What are the costs of egg freezing? Did the hormones required cause your endometriosis to flare up?

It was just under £4500 for me in total, but it depends on the dose of hormones prescribed to you individually as that alters the price. The initial consultation and testing was £480, everything after that, including the actual egg freezing process was £3127 (including first year of storage) and the hormone medication ranges from £600-£2300 depending on dosages. The annual storage fee is £350 (but that doesn’t need paid until next year as first year is included). Those are the prices I paid in October 2020. The hormone medication didn’t cause a flare up for me or make my symptoms any worse, but I know it can differ for each person. The actual egg collection caused a flare up for me but those difficult few days were definitely worth the long term gain in my opinion.

How do you retrieve your eggs when you are ready to have a baby?

 

You phone the clinic and tell them you are ready to start the process, if you need any further assisted fertility procedures of course these could even be done at the same clinic. 

Now that you've had your eggs frozen, does this give you extra reassurance about your fertility prospects in the future?

 

I think it does give me reassurance because I know that I've explored all options, and egg freezing was just one of those options, which I decided to go ahead with. I would say as well that Mr Khazali told me that removing my 15cm endometrioma would affect my ovarian reserves - but at that point in time, regardless of the egg freezing, my quality of life was more important due to my high pain levels. 

 

Do you feel that egg freezing is worth the financial investment?

 

It's a big financial investment to consider but Mr Khazali encouraged it so much and I trust him, then I knew it was the right move to make. 

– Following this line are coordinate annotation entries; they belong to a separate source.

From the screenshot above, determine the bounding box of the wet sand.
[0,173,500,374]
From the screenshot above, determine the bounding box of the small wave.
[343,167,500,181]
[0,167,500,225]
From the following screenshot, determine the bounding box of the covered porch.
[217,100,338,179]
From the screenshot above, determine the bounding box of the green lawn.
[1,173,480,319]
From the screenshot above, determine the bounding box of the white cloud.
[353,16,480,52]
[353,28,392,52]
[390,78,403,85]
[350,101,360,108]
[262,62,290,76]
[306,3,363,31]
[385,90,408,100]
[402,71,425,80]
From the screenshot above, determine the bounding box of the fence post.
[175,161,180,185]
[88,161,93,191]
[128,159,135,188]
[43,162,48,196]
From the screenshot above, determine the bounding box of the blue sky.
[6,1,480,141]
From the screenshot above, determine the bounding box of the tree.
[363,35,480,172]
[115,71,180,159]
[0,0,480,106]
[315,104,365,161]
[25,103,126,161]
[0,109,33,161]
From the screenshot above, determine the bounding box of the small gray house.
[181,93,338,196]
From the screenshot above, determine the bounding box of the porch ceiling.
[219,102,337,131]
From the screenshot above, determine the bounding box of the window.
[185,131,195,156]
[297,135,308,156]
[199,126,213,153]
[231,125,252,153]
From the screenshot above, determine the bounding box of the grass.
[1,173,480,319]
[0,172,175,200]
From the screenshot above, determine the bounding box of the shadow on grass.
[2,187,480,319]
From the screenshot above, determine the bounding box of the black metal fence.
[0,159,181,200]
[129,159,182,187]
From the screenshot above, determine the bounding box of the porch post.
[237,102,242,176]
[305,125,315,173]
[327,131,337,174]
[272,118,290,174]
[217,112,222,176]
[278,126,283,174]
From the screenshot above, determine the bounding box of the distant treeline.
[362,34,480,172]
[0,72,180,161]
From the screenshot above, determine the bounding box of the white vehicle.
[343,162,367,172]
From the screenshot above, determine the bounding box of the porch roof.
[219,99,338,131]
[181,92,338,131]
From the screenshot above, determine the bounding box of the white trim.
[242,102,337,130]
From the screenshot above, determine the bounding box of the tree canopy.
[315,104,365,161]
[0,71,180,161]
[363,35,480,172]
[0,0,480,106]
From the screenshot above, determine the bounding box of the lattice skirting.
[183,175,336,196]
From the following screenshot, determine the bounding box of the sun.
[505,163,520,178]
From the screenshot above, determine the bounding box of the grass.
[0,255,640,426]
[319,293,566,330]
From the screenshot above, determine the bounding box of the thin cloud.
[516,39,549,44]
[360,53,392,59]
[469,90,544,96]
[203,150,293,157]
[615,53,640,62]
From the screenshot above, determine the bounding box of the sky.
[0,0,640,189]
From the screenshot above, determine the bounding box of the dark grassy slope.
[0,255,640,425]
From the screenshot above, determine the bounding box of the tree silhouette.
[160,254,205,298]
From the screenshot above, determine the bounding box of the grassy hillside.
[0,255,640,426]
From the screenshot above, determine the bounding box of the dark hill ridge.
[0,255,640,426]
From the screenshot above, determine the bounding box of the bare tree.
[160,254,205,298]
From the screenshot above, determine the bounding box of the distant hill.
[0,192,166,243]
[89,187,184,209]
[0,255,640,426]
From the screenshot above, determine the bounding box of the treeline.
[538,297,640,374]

It was worth it to know I've done the best for myself, I felt that if I didn't I would regret it in the future. I am currently 25 years old and I've always known that I would like to have children, however the means through which I could have children in future has never bothered me - I'm open to adoption, egg donation and so on. So even though I have frozen my own eggs I was always mentally prepared that it may not have been a viable option before it actually happened due to the extent of my endometrioma and endometriosis. 

 

Should women who are not going to see an endometriosis specialist and just being treated by a general gynaecologist have their eggs frozen?

 

When I had consultations in Belfast, the doctors did not feel my endometrioma was anything serious, and said I would not need to freeze my eggs [Rachel's endometrioma was 15cm which was easily seen on imaging scans, most endometriomas are 3-4cm, Rachel could actually see and feel the endometrioma through her tummy]. However seeing Mr Khazali, an endometriosis expert in London, who told me my endometrioma was substantial and definitely needed to be removed, made me realise I could trust his expert opinion as he actually told me the truth and also reassured me that he would try his best to preserve my ovary, but that I should also freeze my eggs as an insurance. The consultant in Belfast told his registrar to tell me he would take "most of the endometrioma" away during surgery, if I had my lap with him. He wasn't even prepared to excise the whole endometrioma.